After aligning, trimming and filtering, a final matrix of 499,899 amino acid sites from 1,304 single-copy genes was used for phylogenetic inference and dating estimates. The identified phylogenetic relationships were consistent with recent phylogenomic studies (Misof et al., 2014): Collembola was located at the base of Hexapoda, and Diplura was sister to insects (Figure 3a). Folsomia (Isotomoidea) separated from Entomobryoidea in the Late Triassic-Early Jurassic (186.6‒216.8 Mya). FCDK and FCSH diverged in the middle Neogene (11.7‒14.7 Mya), indicating that the two strains had been separated for long enough to be considered independent species.

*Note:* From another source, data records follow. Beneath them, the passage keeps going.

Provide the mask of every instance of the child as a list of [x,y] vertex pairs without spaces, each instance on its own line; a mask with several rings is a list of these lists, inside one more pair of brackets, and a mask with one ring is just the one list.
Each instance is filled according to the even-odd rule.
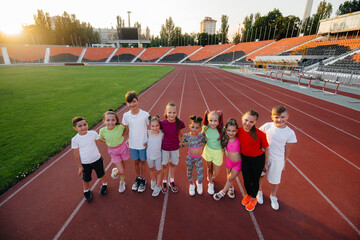
[[206,145],[202,157],[206,160],[208,175],[208,193],[213,195],[214,183],[213,173],[216,177],[223,163],[223,150],[221,147],[221,138],[223,135],[223,115],[221,111],[206,111],[204,116],[204,126],[202,133],[206,137]]
[[241,146],[241,169],[246,189],[246,195],[241,203],[250,212],[255,209],[261,171],[264,166],[267,169],[269,157],[266,135],[255,127],[258,118],[259,114],[256,111],[252,109],[246,111],[242,116],[243,126],[238,132]]
[[93,131],[88,131],[88,124],[83,117],[75,117],[72,120],[73,128],[78,132],[71,139],[71,148],[74,152],[76,163],[79,166],[78,174],[82,174],[84,196],[87,202],[92,198],[92,192],[89,189],[91,181],[91,172],[94,169],[98,178],[101,178],[102,186],[99,194],[106,194],[107,181],[104,170],[104,163],[101,158],[96,142],[101,141],[99,135]]
[[162,142],[162,162],[164,179],[163,188],[161,191],[167,193],[167,179],[168,179],[168,163],[170,161],[170,188],[176,193],[178,188],[175,185],[175,167],[179,163],[179,137],[182,137],[181,129],[185,128],[185,124],[178,117],[178,109],[174,102],[169,102],[166,105],[164,117],[160,122],[160,127],[164,131],[164,140]]
[[202,165],[202,146],[205,144],[205,136],[201,133],[201,117],[191,116],[190,117],[190,132],[184,134],[182,145],[188,143],[188,154],[186,156],[187,166],[187,177],[190,183],[189,194],[190,196],[195,195],[195,184],[193,181],[193,167],[195,165],[197,180],[196,180],[196,191],[198,194],[202,194],[203,187],[202,182],[204,179],[204,168]]
[[233,118],[230,118],[225,124],[225,134],[221,140],[221,145],[225,150],[228,179],[224,188],[213,195],[215,200],[223,198],[226,192],[229,198],[235,198],[235,190],[232,184],[241,171],[240,142],[237,138],[238,128],[239,126]]
[[[279,188],[281,173],[285,170],[285,163],[297,139],[295,132],[286,125],[289,114],[284,106],[274,107],[271,111],[271,119],[273,122],[265,123],[260,127],[260,130],[266,133],[269,142],[269,169],[266,172],[266,177],[271,185],[271,207],[278,210],[279,203],[276,192]],[[259,204],[263,204],[262,182],[263,177],[260,178],[260,190],[257,194]]]
[[144,144],[147,142],[147,126],[150,115],[139,108],[139,99],[134,91],[126,93],[125,100],[130,111],[124,113],[121,123],[129,133],[130,155],[134,161],[137,176],[131,189],[144,192],[146,189],[146,148]]
[[150,131],[148,131],[147,162],[150,169],[152,196],[156,197],[161,191],[161,144],[163,133],[160,131],[160,117],[150,117]]
[[120,125],[118,116],[113,110],[104,113],[103,121],[105,127],[100,129],[100,140],[106,142],[111,162],[116,168],[112,169],[111,177],[117,178],[120,175],[119,192],[123,193],[125,186],[125,161],[130,158],[129,147],[124,141],[125,127]]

Gene family evolution analyses with CAFÉ identified a large number of significantly expanded families in most collembolan species (i.e., Entomobryomorpha). Among these families, a total of 224 and 81 were expanded in FCDK and FCSH, respectively (Figure 3a, Table S8). The two strains shared large expanded cytochrome P450, ABC transporter, zinc finger, Sec14, pickpocket, lactase-phlorizin hydrolase, chitin-binding type-2 domain-containing protein, F-box, and ionotropic receptor families (Figure 3b, c; Table S9), which have generally been found to be expanded in two other Entomobryomorpha species (Faddeeva-Vakhrusheva et al., 2017; Zhang et al., 2019) and play an important role in the adaptive evolution of Collembola. Relative to FCSH, FCDK showed additional expansions of histone, glutathione S-transferase, lytic polysaccharide monooxygenase (LPMO), exoskeleton protein, bacillopeptidase F, beta-lactamase, tenascin, ATP-dependent DNA helicase, down syndrome cell adhesion molecule-like protein, chymotrypsinogen, gustatory receptor and neuroligin sequences, which are related to genetic modification, detoxification, cuticle and nervous system development, digestion, chemosensation, antibiotic biosynthesis and lignocellulose degradation (Figure 3b, c). In addition to terms related to the regulation of translation and transcription factors, GO and KEGG enrichment analyses of expanded and species-specific families involved in symbiotic interactions and related biological processes was performed (Figure S3a‒d). However, these terms were absent or generally received few annotations in FCSH (Figure S3e‒h).